Un modèle qui fait des envieux

Aujourd’hui, les entreprises qui souhaitent s’établir à Fiskars s’engagent à respecter les principes du développement durable. Il en est de même pour les artistes qui rejoignent la coopérative Onoma. Cette dernière regroupe un peu plus d’une centaine de membres pour une communauté d’environ 600 habitants. Le succès de Fiskars rayonne et de nombreuses délégations internationales s’y rendent chaque année pour tenter d’importer ce modèle afin de vivifier les municipalités en manque de dynamisme.  

Des facteurs de succès ?

Bien sûr, le fait que l’entreprise à l’origine de ce projet soit propriétaire d’une grande part des bâtiments principaux compte pour beaucoup dans la réussite du projet. Les moyens financiers et la volonté de Fiskars Group de créer une communauté dynamique y ont aussi largement contribué.
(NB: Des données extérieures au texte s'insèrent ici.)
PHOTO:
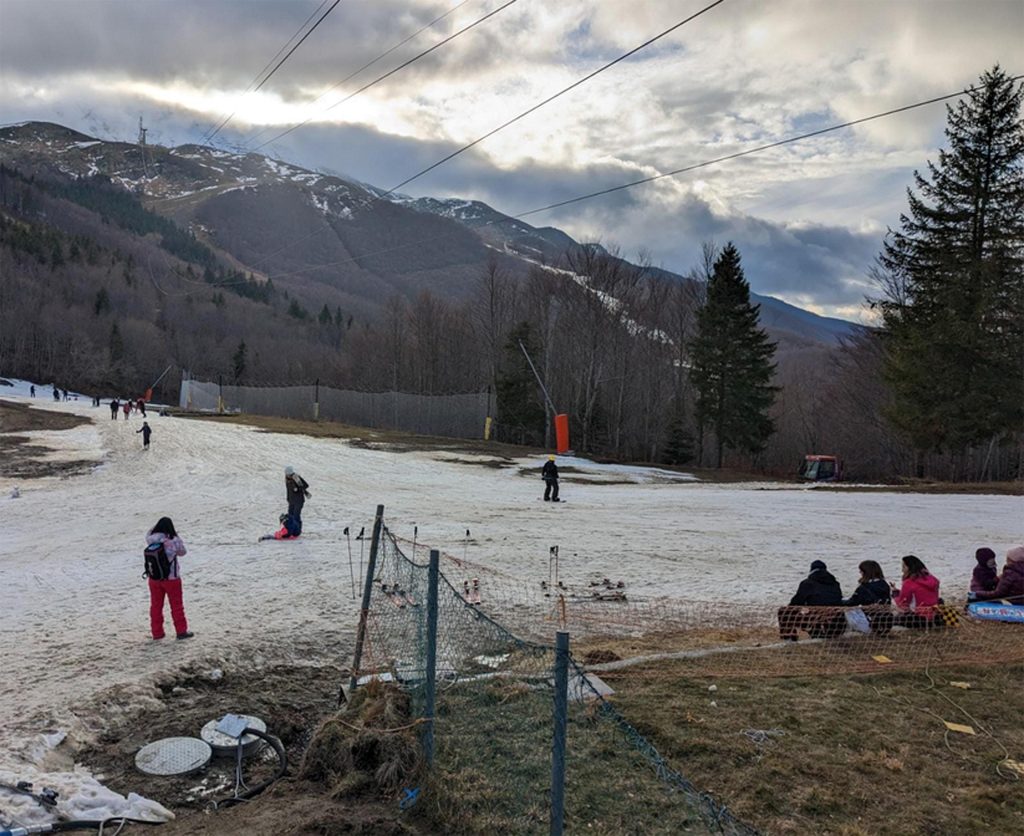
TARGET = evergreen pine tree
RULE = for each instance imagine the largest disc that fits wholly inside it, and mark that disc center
(731, 362)
(239, 362)
(517, 396)
(952, 279)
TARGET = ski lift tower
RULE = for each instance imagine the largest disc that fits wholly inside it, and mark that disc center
(141, 147)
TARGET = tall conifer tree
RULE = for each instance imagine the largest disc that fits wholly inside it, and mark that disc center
(952, 279)
(731, 362)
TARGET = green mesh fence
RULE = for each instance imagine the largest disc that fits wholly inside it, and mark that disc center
(493, 727)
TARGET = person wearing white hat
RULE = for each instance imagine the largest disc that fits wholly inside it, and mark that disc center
(298, 492)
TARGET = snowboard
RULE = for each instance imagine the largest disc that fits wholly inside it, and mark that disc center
(996, 611)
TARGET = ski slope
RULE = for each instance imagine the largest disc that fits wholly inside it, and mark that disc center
(75, 626)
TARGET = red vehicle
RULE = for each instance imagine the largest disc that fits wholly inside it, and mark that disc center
(821, 468)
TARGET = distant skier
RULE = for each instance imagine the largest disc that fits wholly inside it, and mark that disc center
(290, 529)
(550, 475)
(298, 491)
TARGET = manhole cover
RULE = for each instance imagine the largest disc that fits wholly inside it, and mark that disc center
(173, 756)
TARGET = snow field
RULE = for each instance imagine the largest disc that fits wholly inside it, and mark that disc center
(76, 622)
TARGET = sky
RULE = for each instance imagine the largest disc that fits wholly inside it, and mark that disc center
(808, 218)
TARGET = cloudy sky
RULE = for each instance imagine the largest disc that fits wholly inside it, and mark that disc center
(808, 218)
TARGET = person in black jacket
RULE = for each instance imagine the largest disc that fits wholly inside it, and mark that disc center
(550, 475)
(813, 608)
(873, 595)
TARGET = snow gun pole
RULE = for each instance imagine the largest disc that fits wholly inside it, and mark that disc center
(540, 382)
(351, 572)
(368, 587)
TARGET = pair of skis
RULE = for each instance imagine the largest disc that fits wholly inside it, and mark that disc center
(398, 596)
(472, 592)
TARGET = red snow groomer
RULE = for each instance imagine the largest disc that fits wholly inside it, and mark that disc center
(821, 468)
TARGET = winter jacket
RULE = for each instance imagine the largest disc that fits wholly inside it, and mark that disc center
(875, 591)
(1011, 584)
(818, 589)
(173, 547)
(919, 594)
(984, 578)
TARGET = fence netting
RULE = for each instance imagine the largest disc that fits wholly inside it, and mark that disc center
(458, 416)
(493, 726)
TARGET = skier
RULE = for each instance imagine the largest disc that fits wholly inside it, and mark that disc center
(164, 533)
(550, 475)
(298, 491)
(290, 529)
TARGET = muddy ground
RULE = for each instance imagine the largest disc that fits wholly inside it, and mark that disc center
(292, 700)
(20, 457)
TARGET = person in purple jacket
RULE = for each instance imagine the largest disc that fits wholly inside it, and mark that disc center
(164, 533)
(1011, 585)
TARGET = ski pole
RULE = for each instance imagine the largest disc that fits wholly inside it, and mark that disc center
(351, 576)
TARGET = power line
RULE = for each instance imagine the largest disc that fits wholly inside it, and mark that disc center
(528, 111)
(370, 64)
(392, 72)
(673, 173)
(210, 133)
(278, 66)
(551, 98)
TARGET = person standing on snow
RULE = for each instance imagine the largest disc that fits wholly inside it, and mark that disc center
(550, 475)
(164, 533)
(298, 491)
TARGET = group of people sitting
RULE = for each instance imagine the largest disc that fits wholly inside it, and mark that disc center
(915, 603)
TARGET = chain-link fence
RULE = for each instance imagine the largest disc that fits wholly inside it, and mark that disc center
(493, 720)
(457, 416)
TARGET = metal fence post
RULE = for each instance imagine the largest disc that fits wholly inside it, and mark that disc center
(431, 684)
(558, 738)
(368, 588)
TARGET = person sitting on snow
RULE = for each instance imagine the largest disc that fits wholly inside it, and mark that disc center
(1011, 583)
(812, 608)
(290, 528)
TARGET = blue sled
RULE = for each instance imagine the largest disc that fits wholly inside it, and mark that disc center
(997, 611)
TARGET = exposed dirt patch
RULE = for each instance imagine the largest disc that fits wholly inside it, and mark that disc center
(19, 457)
(293, 700)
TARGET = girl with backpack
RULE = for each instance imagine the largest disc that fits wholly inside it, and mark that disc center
(170, 586)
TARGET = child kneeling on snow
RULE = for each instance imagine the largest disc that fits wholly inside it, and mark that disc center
(290, 528)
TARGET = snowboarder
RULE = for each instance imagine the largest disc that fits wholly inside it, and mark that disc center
(298, 491)
(550, 475)
(164, 533)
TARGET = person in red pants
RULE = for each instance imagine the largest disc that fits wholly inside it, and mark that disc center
(164, 533)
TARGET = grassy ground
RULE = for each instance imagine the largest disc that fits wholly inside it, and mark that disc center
(19, 457)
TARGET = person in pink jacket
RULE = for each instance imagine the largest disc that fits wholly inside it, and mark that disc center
(919, 595)
(164, 533)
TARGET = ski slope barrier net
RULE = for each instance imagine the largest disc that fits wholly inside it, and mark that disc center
(458, 416)
(493, 727)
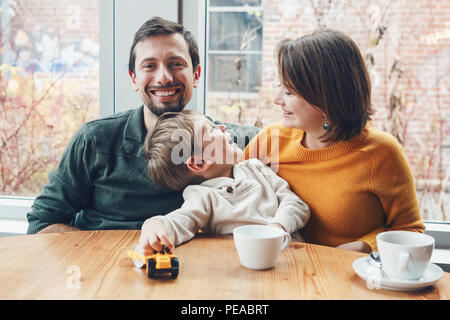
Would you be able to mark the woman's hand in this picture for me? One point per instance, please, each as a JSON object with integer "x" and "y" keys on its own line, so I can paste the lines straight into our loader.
{"x": 359, "y": 246}
{"x": 153, "y": 236}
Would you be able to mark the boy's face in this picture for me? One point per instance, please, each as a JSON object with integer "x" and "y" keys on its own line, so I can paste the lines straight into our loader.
{"x": 218, "y": 147}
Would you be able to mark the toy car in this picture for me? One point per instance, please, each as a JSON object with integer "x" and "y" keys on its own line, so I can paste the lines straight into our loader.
{"x": 160, "y": 263}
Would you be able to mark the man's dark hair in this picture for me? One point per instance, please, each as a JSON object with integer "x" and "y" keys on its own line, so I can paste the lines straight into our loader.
{"x": 158, "y": 26}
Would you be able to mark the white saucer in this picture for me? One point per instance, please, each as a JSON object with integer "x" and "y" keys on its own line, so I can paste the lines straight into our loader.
{"x": 377, "y": 280}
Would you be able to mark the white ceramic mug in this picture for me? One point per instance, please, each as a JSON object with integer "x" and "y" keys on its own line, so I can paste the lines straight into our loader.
{"x": 259, "y": 246}
{"x": 405, "y": 254}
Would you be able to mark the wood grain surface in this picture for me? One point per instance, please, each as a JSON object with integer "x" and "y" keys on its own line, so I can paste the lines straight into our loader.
{"x": 94, "y": 265}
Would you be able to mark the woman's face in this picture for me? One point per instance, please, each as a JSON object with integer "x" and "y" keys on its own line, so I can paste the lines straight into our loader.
{"x": 297, "y": 112}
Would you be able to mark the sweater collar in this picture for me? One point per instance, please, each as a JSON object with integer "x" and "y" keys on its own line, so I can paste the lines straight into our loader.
{"x": 332, "y": 151}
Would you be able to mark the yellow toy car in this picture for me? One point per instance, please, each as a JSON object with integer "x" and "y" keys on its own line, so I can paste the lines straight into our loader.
{"x": 159, "y": 263}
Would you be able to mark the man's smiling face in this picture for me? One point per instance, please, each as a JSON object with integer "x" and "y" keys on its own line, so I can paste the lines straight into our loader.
{"x": 164, "y": 76}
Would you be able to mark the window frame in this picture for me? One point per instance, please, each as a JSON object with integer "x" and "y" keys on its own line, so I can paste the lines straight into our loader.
{"x": 222, "y": 9}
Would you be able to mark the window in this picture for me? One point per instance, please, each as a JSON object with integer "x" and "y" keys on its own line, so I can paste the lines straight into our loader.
{"x": 234, "y": 50}
{"x": 48, "y": 86}
{"x": 408, "y": 64}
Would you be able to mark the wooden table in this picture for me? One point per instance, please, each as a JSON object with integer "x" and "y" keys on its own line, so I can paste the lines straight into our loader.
{"x": 49, "y": 266}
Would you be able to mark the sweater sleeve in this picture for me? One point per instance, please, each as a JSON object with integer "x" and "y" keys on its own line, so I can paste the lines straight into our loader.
{"x": 393, "y": 183}
{"x": 182, "y": 224}
{"x": 69, "y": 188}
{"x": 292, "y": 213}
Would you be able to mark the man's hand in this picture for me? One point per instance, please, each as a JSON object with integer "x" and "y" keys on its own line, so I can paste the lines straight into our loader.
{"x": 153, "y": 236}
{"x": 359, "y": 246}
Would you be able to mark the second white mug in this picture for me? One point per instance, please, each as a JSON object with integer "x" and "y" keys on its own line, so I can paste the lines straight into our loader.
{"x": 405, "y": 254}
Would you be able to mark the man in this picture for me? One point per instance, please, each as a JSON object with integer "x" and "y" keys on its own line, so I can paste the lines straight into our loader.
{"x": 101, "y": 181}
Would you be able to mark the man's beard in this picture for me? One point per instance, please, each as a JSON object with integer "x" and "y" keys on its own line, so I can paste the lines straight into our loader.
{"x": 158, "y": 110}
{"x": 161, "y": 107}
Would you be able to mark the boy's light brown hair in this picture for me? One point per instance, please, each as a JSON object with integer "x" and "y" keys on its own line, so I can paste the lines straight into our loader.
{"x": 327, "y": 69}
{"x": 169, "y": 170}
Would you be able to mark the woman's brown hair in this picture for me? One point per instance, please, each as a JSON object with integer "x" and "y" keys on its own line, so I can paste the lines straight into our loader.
{"x": 327, "y": 69}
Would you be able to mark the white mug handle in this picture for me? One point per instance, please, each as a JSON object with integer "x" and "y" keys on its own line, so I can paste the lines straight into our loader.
{"x": 403, "y": 260}
{"x": 287, "y": 241}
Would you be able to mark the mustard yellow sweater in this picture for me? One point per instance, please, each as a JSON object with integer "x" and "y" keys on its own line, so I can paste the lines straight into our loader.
{"x": 355, "y": 189}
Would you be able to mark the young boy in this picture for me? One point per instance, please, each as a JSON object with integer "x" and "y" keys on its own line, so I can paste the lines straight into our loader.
{"x": 188, "y": 152}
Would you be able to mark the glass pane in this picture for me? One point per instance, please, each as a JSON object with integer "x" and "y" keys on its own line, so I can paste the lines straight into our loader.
{"x": 234, "y": 3}
{"x": 408, "y": 64}
{"x": 234, "y": 73}
{"x": 49, "y": 79}
{"x": 235, "y": 31}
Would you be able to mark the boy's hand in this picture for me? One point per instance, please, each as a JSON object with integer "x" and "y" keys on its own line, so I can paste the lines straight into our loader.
{"x": 276, "y": 225}
{"x": 153, "y": 236}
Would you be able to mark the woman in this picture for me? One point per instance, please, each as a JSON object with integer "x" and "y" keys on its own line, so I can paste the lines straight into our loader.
{"x": 355, "y": 179}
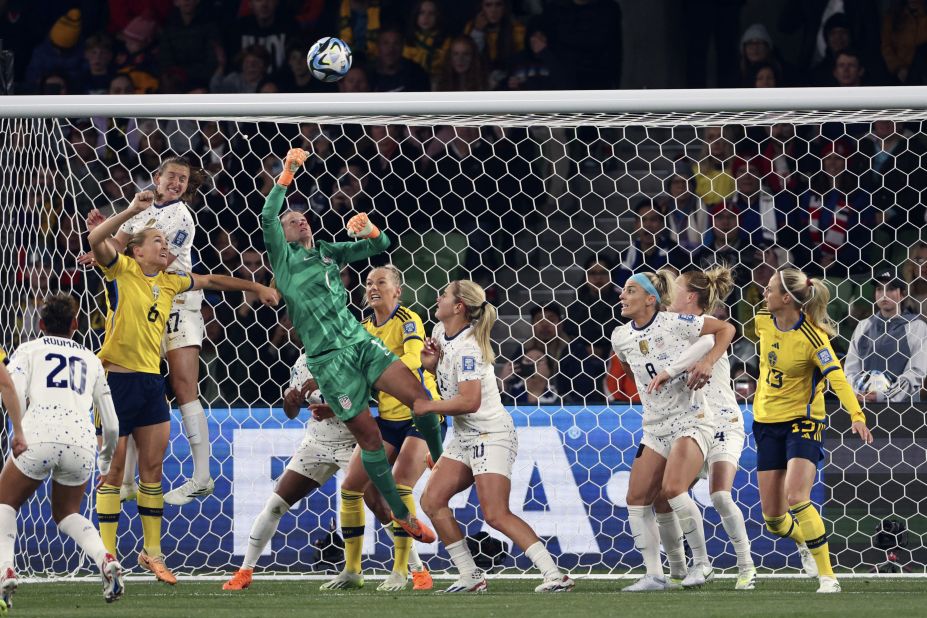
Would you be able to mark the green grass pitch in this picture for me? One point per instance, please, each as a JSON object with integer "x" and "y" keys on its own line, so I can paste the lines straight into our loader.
{"x": 787, "y": 598}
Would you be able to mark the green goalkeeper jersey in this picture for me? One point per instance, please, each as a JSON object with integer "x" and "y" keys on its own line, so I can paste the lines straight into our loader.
{"x": 310, "y": 281}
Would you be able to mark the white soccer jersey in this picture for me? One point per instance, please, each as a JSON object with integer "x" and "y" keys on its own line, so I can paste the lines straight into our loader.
{"x": 648, "y": 351}
{"x": 461, "y": 361}
{"x": 58, "y": 382}
{"x": 175, "y": 220}
{"x": 329, "y": 430}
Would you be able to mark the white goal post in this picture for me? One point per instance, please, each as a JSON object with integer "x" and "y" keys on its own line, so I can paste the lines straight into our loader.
{"x": 532, "y": 194}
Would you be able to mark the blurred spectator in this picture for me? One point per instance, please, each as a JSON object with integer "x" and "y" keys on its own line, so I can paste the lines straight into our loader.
{"x": 252, "y": 71}
{"x": 532, "y": 383}
{"x": 60, "y": 51}
{"x": 189, "y": 42}
{"x": 536, "y": 67}
{"x": 392, "y": 72}
{"x": 652, "y": 246}
{"x": 892, "y": 342}
{"x": 498, "y": 36}
{"x": 138, "y": 58}
{"x": 427, "y": 42}
{"x": 586, "y": 35}
{"x": 463, "y": 70}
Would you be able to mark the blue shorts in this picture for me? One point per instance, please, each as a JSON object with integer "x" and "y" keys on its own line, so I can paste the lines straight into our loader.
{"x": 777, "y": 443}
{"x": 396, "y": 432}
{"x": 139, "y": 399}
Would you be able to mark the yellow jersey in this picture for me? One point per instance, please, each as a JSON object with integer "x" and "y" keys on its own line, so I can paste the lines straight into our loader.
{"x": 404, "y": 335}
{"x": 793, "y": 365}
{"x": 137, "y": 309}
Mais il y a plusieurs autres leçons à tirer, comme de considérer :   

-Le bien-être de la communauté d’abord ; 

-L’importance que revêt la créativité, l’art, la culture et le design dans qualité de vie de la collectivité ; 

-Le développement local et durable intégré dans la gestion au quotidien ; 

-Les événements et la qualité des installations pour animer les lieux et créer des échanges ; 

-La gouvernance collaborative avec la participation des citoyens. 

Tant que le village de Fiskars sera un lieu où il fait bon vivre et travailler, il demeurera une destination convoitée, tant pour les nouveaux résidents que pour les voyageurs. Il s’agit d’un équilibre indispensable à préserver.